This is an extended question to How are ethereum addresses generated?.
In Ethereum, a private key is 256-bit long, but an address is only 160-bit long. By "Pigeonhole Principle", it guarantees that some unique private keys map to the same address. Theoretically,
2 ** 96 unique private keys maps to one address on average.
If 2 private keys map to the same address, do they both gain access to the same address? Can they both used to transfer Ether from that address to another?

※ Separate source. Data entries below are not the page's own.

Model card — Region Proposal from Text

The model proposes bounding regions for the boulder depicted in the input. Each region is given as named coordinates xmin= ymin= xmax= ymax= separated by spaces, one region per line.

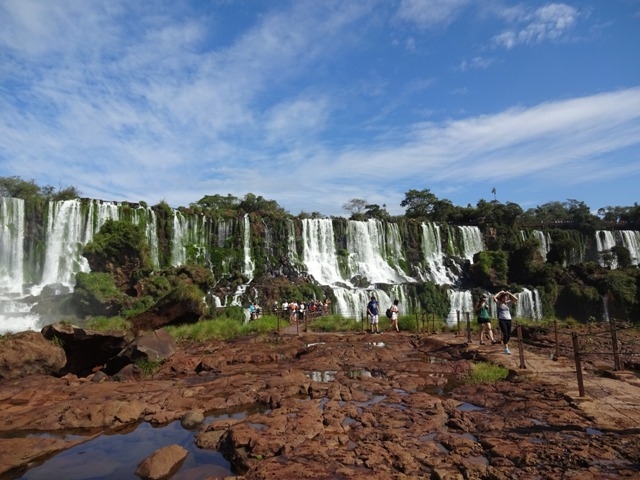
xmin=136 ymin=445 xmax=189 ymax=480
xmin=0 ymin=332 xmax=67 ymax=379
xmin=104 ymin=329 xmax=177 ymax=375
xmin=42 ymin=323 xmax=127 ymax=377
xmin=126 ymin=284 xmax=208 ymax=332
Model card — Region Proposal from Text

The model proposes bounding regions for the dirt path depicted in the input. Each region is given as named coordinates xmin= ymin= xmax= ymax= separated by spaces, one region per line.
xmin=471 ymin=338 xmax=640 ymax=432
xmin=280 ymin=323 xmax=640 ymax=433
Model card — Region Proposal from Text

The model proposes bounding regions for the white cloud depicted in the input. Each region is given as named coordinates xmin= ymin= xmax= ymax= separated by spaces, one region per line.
xmin=397 ymin=0 xmax=470 ymax=29
xmin=493 ymin=3 xmax=580 ymax=49
xmin=454 ymin=57 xmax=494 ymax=72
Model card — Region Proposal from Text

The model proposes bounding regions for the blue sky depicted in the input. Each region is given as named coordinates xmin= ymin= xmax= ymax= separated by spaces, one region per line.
xmin=0 ymin=0 xmax=640 ymax=215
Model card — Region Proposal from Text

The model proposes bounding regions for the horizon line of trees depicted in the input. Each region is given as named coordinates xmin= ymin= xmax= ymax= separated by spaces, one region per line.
xmin=0 ymin=176 xmax=640 ymax=233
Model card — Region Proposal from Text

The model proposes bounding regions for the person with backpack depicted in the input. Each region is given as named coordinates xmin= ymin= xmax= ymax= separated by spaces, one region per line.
xmin=387 ymin=298 xmax=400 ymax=332
xmin=367 ymin=295 xmax=380 ymax=333
xmin=493 ymin=290 xmax=518 ymax=355
xmin=474 ymin=294 xmax=498 ymax=345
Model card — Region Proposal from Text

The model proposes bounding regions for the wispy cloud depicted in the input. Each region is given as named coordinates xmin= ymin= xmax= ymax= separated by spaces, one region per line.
xmin=454 ymin=56 xmax=495 ymax=72
xmin=397 ymin=0 xmax=470 ymax=29
xmin=493 ymin=3 xmax=580 ymax=49
xmin=0 ymin=0 xmax=640 ymax=213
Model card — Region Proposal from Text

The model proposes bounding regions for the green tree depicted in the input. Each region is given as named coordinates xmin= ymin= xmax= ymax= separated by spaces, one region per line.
xmin=364 ymin=203 xmax=390 ymax=220
xmin=238 ymin=193 xmax=287 ymax=216
xmin=400 ymin=188 xmax=438 ymax=219
xmin=342 ymin=198 xmax=367 ymax=217
xmin=82 ymin=220 xmax=152 ymax=293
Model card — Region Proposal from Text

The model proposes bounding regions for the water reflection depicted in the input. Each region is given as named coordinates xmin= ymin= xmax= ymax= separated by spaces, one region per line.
xmin=13 ymin=413 xmax=252 ymax=480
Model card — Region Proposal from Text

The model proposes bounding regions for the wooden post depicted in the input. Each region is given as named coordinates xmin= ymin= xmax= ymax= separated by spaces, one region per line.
xmin=516 ymin=325 xmax=527 ymax=368
xmin=553 ymin=318 xmax=560 ymax=361
xmin=571 ymin=332 xmax=584 ymax=397
xmin=609 ymin=318 xmax=622 ymax=371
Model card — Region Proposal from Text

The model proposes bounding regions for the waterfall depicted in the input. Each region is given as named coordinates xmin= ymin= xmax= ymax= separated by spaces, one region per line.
xmin=0 ymin=198 xmax=38 ymax=335
xmin=531 ymin=230 xmax=551 ymax=261
xmin=216 ymin=220 xmax=233 ymax=248
xmin=133 ymin=207 xmax=160 ymax=268
xmin=302 ymin=218 xmax=344 ymax=285
xmin=242 ymin=214 xmax=255 ymax=282
xmin=596 ymin=230 xmax=618 ymax=268
xmin=39 ymin=200 xmax=119 ymax=294
xmin=347 ymin=220 xmax=408 ymax=284
xmin=514 ymin=288 xmax=542 ymax=320
xmin=458 ymin=226 xmax=484 ymax=262
xmin=447 ymin=290 xmax=474 ymax=328
xmin=287 ymin=219 xmax=300 ymax=265
xmin=619 ymin=230 xmax=640 ymax=265
xmin=0 ymin=198 xmax=24 ymax=293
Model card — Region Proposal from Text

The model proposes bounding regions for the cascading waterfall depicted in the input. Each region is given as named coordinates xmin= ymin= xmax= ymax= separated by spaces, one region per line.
xmin=0 ymin=198 xmax=24 ymax=293
xmin=287 ymin=219 xmax=300 ymax=265
xmin=596 ymin=230 xmax=618 ymax=268
xmin=515 ymin=288 xmax=542 ymax=320
xmin=458 ymin=226 xmax=484 ymax=262
xmin=347 ymin=220 xmax=407 ymax=285
xmin=171 ymin=210 xmax=211 ymax=267
xmin=242 ymin=215 xmax=256 ymax=282
xmin=38 ymin=200 xmax=119 ymax=294
xmin=5 ymin=198 xmax=640 ymax=331
xmin=231 ymin=214 xmax=255 ymax=308
xmin=422 ymin=223 xmax=454 ymax=285
xmin=134 ymin=207 xmax=160 ymax=268
xmin=619 ymin=230 xmax=640 ymax=265
xmin=302 ymin=219 xmax=415 ymax=319
xmin=0 ymin=198 xmax=38 ymax=335
xmin=302 ymin=218 xmax=345 ymax=285
xmin=531 ymin=230 xmax=551 ymax=261
xmin=447 ymin=290 xmax=474 ymax=326
xmin=602 ymin=295 xmax=609 ymax=322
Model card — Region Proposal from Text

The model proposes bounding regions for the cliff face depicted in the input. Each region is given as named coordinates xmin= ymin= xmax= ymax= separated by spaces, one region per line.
xmin=0 ymin=198 xmax=640 ymax=326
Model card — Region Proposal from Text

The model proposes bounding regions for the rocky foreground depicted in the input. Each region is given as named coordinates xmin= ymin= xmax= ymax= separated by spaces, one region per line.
xmin=0 ymin=324 xmax=640 ymax=480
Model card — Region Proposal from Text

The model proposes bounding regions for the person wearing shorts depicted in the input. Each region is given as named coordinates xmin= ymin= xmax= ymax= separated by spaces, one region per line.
xmin=474 ymin=295 xmax=498 ymax=345
xmin=367 ymin=295 xmax=380 ymax=333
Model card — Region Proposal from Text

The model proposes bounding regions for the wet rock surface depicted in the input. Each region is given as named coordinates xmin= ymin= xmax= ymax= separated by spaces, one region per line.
xmin=0 ymin=329 xmax=640 ymax=480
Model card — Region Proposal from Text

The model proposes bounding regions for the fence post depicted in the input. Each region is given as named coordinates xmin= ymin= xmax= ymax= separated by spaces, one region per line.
xmin=571 ymin=332 xmax=584 ymax=397
xmin=609 ymin=318 xmax=622 ymax=371
xmin=553 ymin=318 xmax=560 ymax=360
xmin=516 ymin=324 xmax=527 ymax=368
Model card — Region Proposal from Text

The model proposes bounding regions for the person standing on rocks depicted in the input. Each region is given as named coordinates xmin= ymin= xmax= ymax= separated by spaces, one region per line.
xmin=387 ymin=298 xmax=400 ymax=332
xmin=493 ymin=290 xmax=518 ymax=355
xmin=474 ymin=295 xmax=498 ymax=345
xmin=367 ymin=295 xmax=380 ymax=333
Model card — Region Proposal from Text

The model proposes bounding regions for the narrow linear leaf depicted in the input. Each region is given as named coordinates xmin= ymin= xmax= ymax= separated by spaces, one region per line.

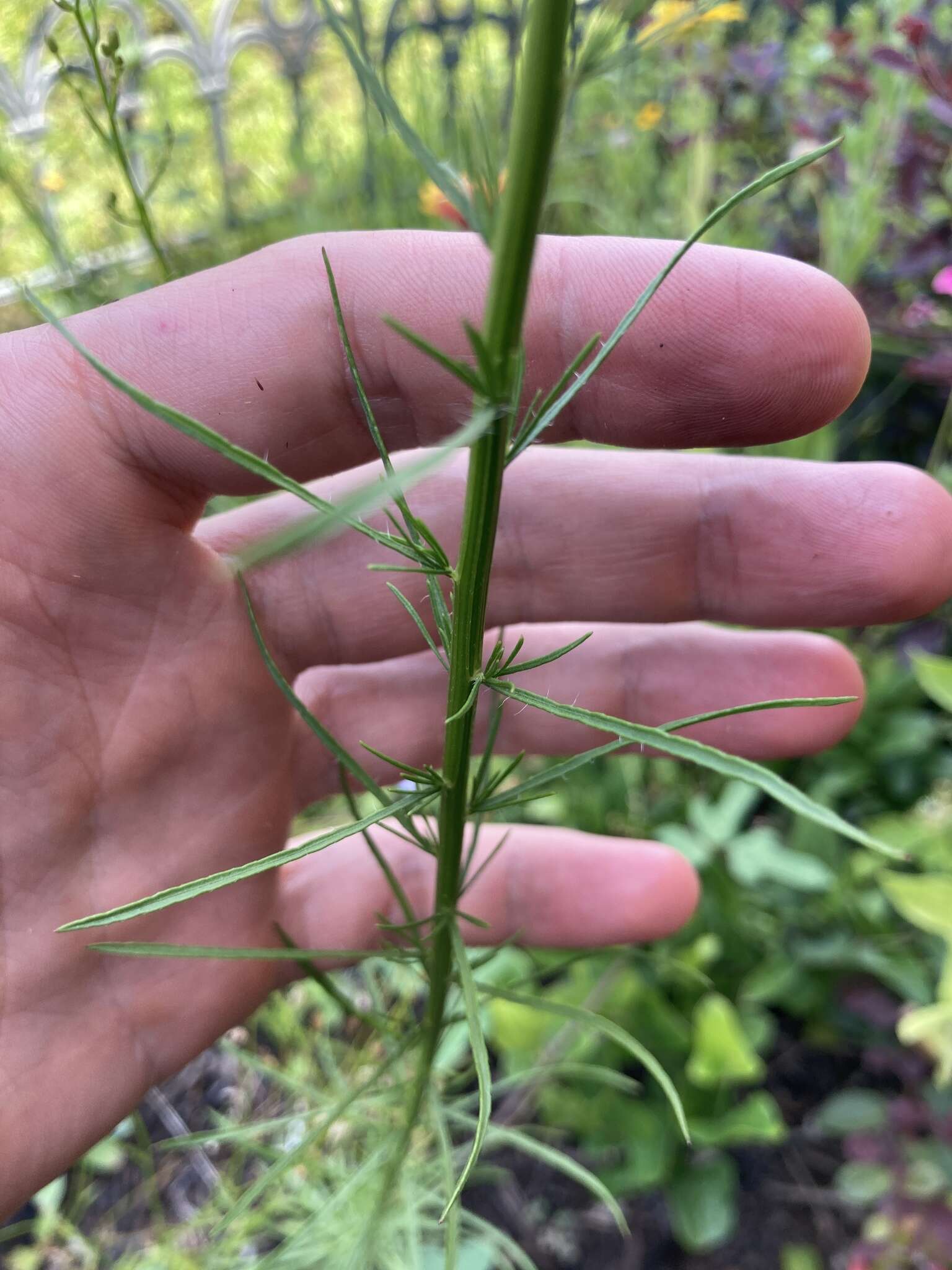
xmin=443 ymin=676 xmax=483 ymax=722
xmin=659 ymin=697 xmax=857 ymax=732
xmin=505 ymin=334 xmax=602 ymax=464
xmin=500 ymin=631 xmax=593 ymax=674
xmin=387 ymin=582 xmax=449 ymax=670
xmin=383 ymin=318 xmax=488 ymax=396
xmin=472 ymin=696 xmax=505 ymax=802
xmin=488 ymin=680 xmax=905 ymax=859
xmin=212 ymin=1032 xmax=419 ymax=1236
xmin=477 ymin=749 xmax=526 ymax=797
xmin=234 ymin=411 xmax=493 ymax=573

According to @tayvano's answer, a private key is 256-bit long, and any 256-bit string is a valid private key:
Every single string of 64 hex are, hypothetically, an Ethereum private key that will access an account.
Therefore, there are
2 ** 256 valid private keys (the key space is
2 ** 256).
A public key is 512-bit long. However, since each of them is derived from its own private key, there are only
2 ** 256 valid public key, and thus the key space is
2 ** 256.
The public key is then feed as the input of
Keccak-256 (pre-standard SHA3) hash algorithm. The output of
Keccak-256 is a 256-bit string, therefore it could be treated as a one-to-one mapping in key space. (The hash space is
2 ** 256)
However, an Ethereum address is obtained from the least significant 160-bit of the
Keccak-256 hash. This cuts the key space to
2 ** 160.
As a result, the process of generating an address from a private key is a function of a 256-bit value to a 160-bit value, which guarantees duplicates.